Now that I've typed that out, ISTR it was an SF book, but set in the present or at least very near present day (of the time, not 21st C)
Actually there are ways of doing these drops securely over the Internet which are near impossible to trace but I'll be damned if I give a tutorial. Difficult? Yes. However, in this case, you are up against the NSA once you become a "person of interest." It's never getting on their RADAR that's the trick.
"b) remember the European Convention on Human Rights"
This is the U.S. They don't subscribe to the ECHR, and capital punishment is still allowed in some parts of the country.

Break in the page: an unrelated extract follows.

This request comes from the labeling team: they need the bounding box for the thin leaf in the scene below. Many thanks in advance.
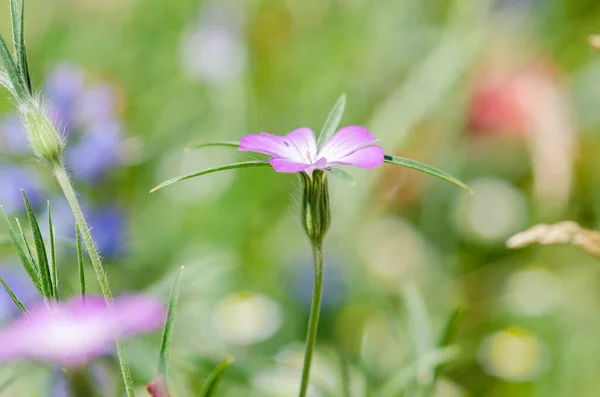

You could argue against it on American law, moral grounds or by referring to U.N. human rights statements that the U.S. has signed, but not the ECHR. Of course, the U.S. hasn't tried at all to enact that punishment in this case anyway.
Four years for just being a mule seems appropriate. What you don't know is if the feds are on the hunt for "Ed". That guy if they catch will be breaking big ones into little ones for a long time. My guess is that they did not arrest him for a while to see if they could find the other end of the drop. I be we don't hear about that one for a while, if at all.
AH!
you forget the goose and gander story?
one Chinesse mule caught gets 4 years, chineese are smart he'll be the only one,
makes international news
Merkin spy get caught in Chaina, pain, suffering will follow, collaps of whole spy ring will follow, Many good merkin citizans working for NGO's attached to the merkin enbisey , but not the merkin govt,
will be rounded up and more pain, suffering and talking , more collaps etc.....
no jail time , no international news, on news at all, nothing to see here!
no bodies, no more talk.
Why highlight this via quotes : "training in traditional Chinese medicine"?
It has been almost proven on multiple occasions that traditional Chinese medicine is nearly 0.0001% effective even for those refuseniks that believe in fairy tales and has had almost no massive impact on already highly endangered species like Rhinocerosses, Heffalumps, Tigers and Whales and such like at all...
Oh...
"I'm pretty sure somebody will want to have a chat with him soon."
No point in publicising you know the mule until you have "Ed" as well. Otherwise he'll just go to ground. In spy story scenarios "Ed" could be a double agent - possibly even planted to give the Chinese false information or expose their agents..
"In which case the mule didn't transport secrets so isn't guilty."
Deliberately attempting to break a law is probably an offence - even if you don't achieve your aim. In English Law such crimes can be covered by the generic blanket of "conspiracy to" - which is treated as a very serious offence. In the USA a possible defence could be that it was entrapment.
Totally unsurprising, the Chinese Government has infiltrated many structures around the world.
Universities are key area they target and Chinese academics often seek to become involved with long term research projects that may have commercial or military outcomes their home state wants access to. The spread of Confucius Institutes further extends their influence, and enables party officials access both to University management and policies, and to 'control' the aforesaid academics, often using threats against their extended family back in China to ensure compliance. They also arrange Ambassadorial visits, where they bring their own 'scientists', often in the guise of 'secretaries' or other support to look over research facilities with a knowledgeable eye and others who will try to get 'lost' so they can assess security.
No doubt some Chinese students attending UK Universities taking computer security courses are doing so to learn not just how to do it but to know how our computer security specialists are trained to keep them out too.